Qué triste me pareció la historia pero qué verdad me va pareciendo cada día que echo atrás la hoja del calendario. No hace falta dormir con nadie al lado, basta sólo ponerte ante el espejo. ¿Quienes somos, con y sin memoria? ¿Qué extraño ser nos habita? ¿Cómo podemos nombrarnos por el nombre de pila? ¿Dónde se quedó aquel ser de los ojos transparentes? ¿Qué ha pasado en nuestros corazones? ¿Quién ha dejado abierta la puerta de la desesperanza?

Haber nacido a mitad del Siglo XX, año arriba, año abajo, es haber experimentado en nosotros mismos los cambios más transcendentales de la historia de la Humanidad. Toda la evolución de la especie condensada en sesenta años; los inventos de treinta siglos, aplicados, mejorados,  superados, inimaginables... Tanto ha cambiado todo que ni siquiera uno mismo se reconoce. Porque si exteriormente el mundo ha cambiado, nuestro  mundo interior es otro. No queda ni una célula viva de nuestro primer día. Aunque nos parezcamos un poco a aquel ser primero que nació del vientre de nuestra madre, hoy tenemos la cubierta llena de cicatrices y la mayoría tiene el alma sangrando. El amor nos dejó malheridos, el dolor nos echó limón en las llagas y el olvido nos ha ido echando la sal para curtirnos. Los ojos se han secado de tanto llorar, las manos se han abierto de tanto trabajar y la tristeza no se borra por más muecas que quiera imponer la puntual alegría. No somos los mismos. Y si no nos reconocemos en nosotros mismos ¿cómo vamos a reconocer al de enfrente?

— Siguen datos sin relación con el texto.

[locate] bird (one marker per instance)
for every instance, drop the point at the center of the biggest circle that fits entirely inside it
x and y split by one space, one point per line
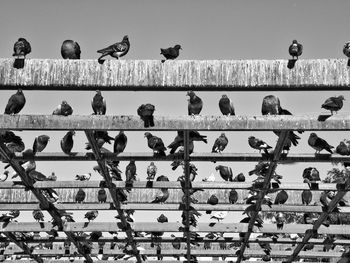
151 171
225 172
116 50
145 111
258 144
15 103
295 49
170 53
40 143
91 215
346 51
21 48
319 144
64 109
70 50
80 196
155 143
67 142
220 143
102 196
333 104
98 104
226 106
195 104
38 215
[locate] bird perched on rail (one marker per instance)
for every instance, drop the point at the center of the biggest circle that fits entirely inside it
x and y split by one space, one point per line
170 53
98 104
70 50
145 111
319 144
63 109
15 103
195 104
116 50
21 48
333 104
226 106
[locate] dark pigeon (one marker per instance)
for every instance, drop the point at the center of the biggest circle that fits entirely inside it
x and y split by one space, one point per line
116 50
220 143
67 142
70 50
98 104
20 49
145 111
333 104
319 144
170 53
15 103
226 106
195 104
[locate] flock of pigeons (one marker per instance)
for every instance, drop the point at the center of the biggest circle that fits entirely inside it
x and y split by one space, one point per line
270 106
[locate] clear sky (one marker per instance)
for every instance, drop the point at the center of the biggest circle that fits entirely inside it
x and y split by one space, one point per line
205 29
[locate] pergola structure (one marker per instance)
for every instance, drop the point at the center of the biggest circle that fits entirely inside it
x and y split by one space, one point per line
175 76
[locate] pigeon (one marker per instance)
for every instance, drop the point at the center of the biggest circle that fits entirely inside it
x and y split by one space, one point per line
83 177
295 49
64 109
281 197
15 103
20 49
170 53
145 111
346 51
319 144
91 215
306 197
98 104
151 171
102 196
333 104
233 196
38 215
116 50
40 143
155 143
67 142
226 106
195 104
70 50
220 143
258 144
80 196
225 172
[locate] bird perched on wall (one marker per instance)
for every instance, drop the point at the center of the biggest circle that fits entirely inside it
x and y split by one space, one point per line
67 142
220 143
346 51
70 50
145 111
116 50
226 106
319 144
333 104
155 143
195 104
15 103
170 53
21 48
63 109
98 104
295 49
40 143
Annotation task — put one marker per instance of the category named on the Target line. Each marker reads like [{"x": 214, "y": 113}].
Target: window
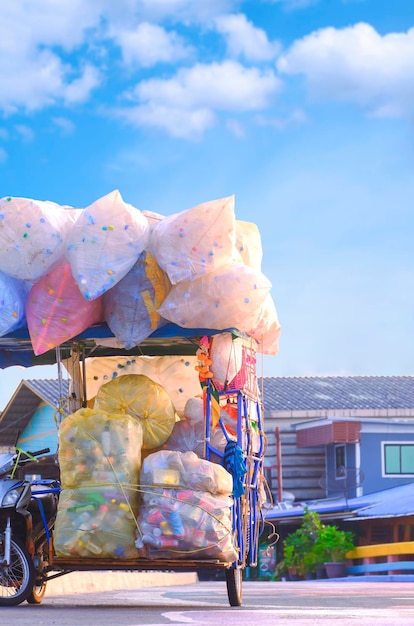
[
  {"x": 340, "y": 461},
  {"x": 398, "y": 458}
]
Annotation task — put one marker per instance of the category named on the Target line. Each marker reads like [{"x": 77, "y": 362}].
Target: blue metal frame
[{"x": 246, "y": 532}]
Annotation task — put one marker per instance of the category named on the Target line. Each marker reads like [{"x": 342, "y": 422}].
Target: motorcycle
[{"x": 28, "y": 508}]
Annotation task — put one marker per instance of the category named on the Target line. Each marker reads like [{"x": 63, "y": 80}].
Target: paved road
[{"x": 264, "y": 604}]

Sin embargo, para los que aún no hemos perdido la memoria, nos queda ese leve recuerdo cribado por nuestra razón (ésta lo suaviza para que no estallemos) de quien hemos sido y de quien seremos. Y, aunque lo único que tenemos es el presente y la certeza de que Dios, el mar, los montes, el sol y la luna nos pertenecen, estamos convencidos de que el mayor bien es la salud, el mayor dolor es el de nuestra sangre y el concepto de amistad es más alto cada día.

Para José Manuel de Molina. Y para mí. Es nuestro pequeño regalo de cumpleaños.